Признаюсь, что смерть майора разбередила мне душу, комендант, хотя вас она не тревожит вовсе. Он был человек относительно невинный, а на большее в этом мире нет смысла надеяться. В Сайгоне я мог поверять свои сомнения Ману на наших еженедельных встречах в базилике, но здесь остался наедине с собой, своими поступками и убеждениями. Я знал, что сказал бы мне Ман, но просто хотел услышать это от него снова, как случалось раньше – например, в тот раз, когда я передал ему пленку с планами будущих операций парашютно-десантного батальона. В результате моих действий погибнут невинные люди, так ведь? Конечно, ответил Ман, стоя на коленях и прикрывая губы молитвенно сложенными руками. Только они не невинны. Так же как и мы, друг мой. Мы революционеры, а революционеры невинными не бывают. Мы слишком много знаем и слишком много сделали.

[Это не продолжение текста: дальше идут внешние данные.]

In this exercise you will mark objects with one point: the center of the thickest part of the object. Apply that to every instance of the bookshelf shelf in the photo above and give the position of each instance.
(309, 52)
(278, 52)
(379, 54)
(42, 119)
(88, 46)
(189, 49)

Я содрогнулся во влажном сумраке базилики под монотонный гудеж старух. И ныне, и присно, и во веки веков, аминь. Вопреки ходовым представлениям, революционная идеология даже в тропической стране пылкостью не отличается. Она холодна, искусственна. Неудивительно, что революционеры порой нуждаются в естественном тепле – и, получив по прошествии некоторого времени после кончины упитанного майора приглашение на свадьбу, я принял его с радостью. Сопровождать меня в гости к молодым, чьи имена я узнал только из пригласительного билета, вызвалась снедаемая любопытством миз Мори. Отцом невесты был легендарный полковник-морпех, чей батальон успешно противостоял без американской поддержки целому полку Северовьетнамской армии во время битвы за Хюэ, а отцом жениха – вице-президент сайгонского филиала Банка Америки. Его семья покинула Сайгон на специальном чартерном самолете, избежав таким образом унизительного пребывания в лагере. Главной отличительной чертой вице-президента, помимо его непринужденно-аристократической повадки, были черные усики в духе Кларка Гейбла, слегка напоминающие мертвую гусеницу на верхней губе, – обычное украшение добродушных жуиров с Юга. Меня пригласили потому, что я несколько раз встречался с ним на родине в качестве генеральского адъютанта. Мой крайне низкий статус соответствовал удаленности наших мест от сцены: между нами и уборными, из которых отчетливо пахло дезинфекцией, находились только столики для детей и оркестр. Нам составляли компанию несколько бывших младших офицеров, парочка банковских клерков некогда среднего, а ныне, после переезда в Америку, низшего звена, чей-то кузен с явными признаками инцестуального вырождения и жены всех вышеперечисленных. В тяжелые времена я и вовсе не попал бы в число гостей, но теперь, когда срок нашего американского изгнания перевалил за год, кое для кого вновь наступила пора изобилия. Банкет устроили в одном из китайских ресторанов Вестминстера; здесь же, в пригородной усадьбе в стиле ранчо, обитал усатый банкир вместе со своим семейством. По сравнению с его сайгонской виллой это был шаг вниз, но почти для всех присутствующих и такое жилище оставалось недосягаемой мечтой. Увидев среди публики Сонни – как ценный представитель прессы он сидел на несколько кругов ближе к средоточию власти, – я вспомнил, что Вестминстер и его город.